The examples for the joins are in the following two classes.

IsolatedSkewJoin

This is meant for joining two large (none fits in memory of a single node) with one of the values in one data frame having a heavy skew. This is a very common scenario. Execute the code after generating the datasets and use the Spark UI to see the task times.

Since we know the value on which the skew exists, we handle it differently by using a technique called Fragmented-Replicated join. The dataset which has the skew is fragmented in isolation by introducing a salt. The same record in the other dataset is replicated to match each value of the salt. The join is then made with both the actual key and the salt as the new key.

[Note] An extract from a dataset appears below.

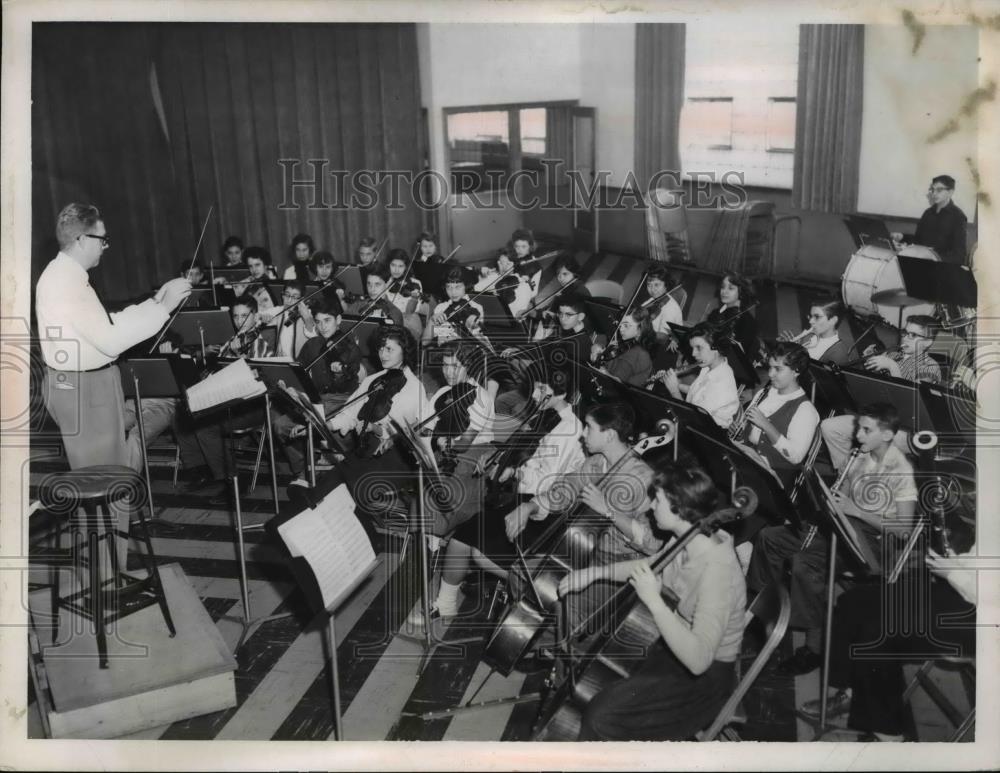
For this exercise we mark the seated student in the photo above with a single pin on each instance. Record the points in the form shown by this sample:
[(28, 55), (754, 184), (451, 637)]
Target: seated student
[(911, 362), (427, 242), (690, 672), (522, 250), (247, 342), (232, 252), (515, 287), (870, 689), (664, 309), (406, 296), (461, 435), (714, 388), (820, 339), (293, 320), (558, 453), (393, 394), (632, 363), (336, 372), (736, 299), (376, 286), (880, 467), (781, 426), (441, 326), (300, 250), (366, 253)]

I will write a detailed explanation in a blog post soon.

SkewedBroadcastJoin

In this case one of the datasets is small enough to completely fit in memory and can be broad casted across all executors, resulting in a map side join. The other dataset is skewed. We introduce a salt for isolating the skewed value and fragmenting it, and then repartitioning the dataframe with the original key and the salt to divide the skew into multiple smaller partitions. The join then proceeds as usual. Because the data has been repartitioned, the skew has been removed.

Dataset Utils

A few utility functions used for understanding partition stats and skews are provided in the Utils class and can be used by importing accordingly.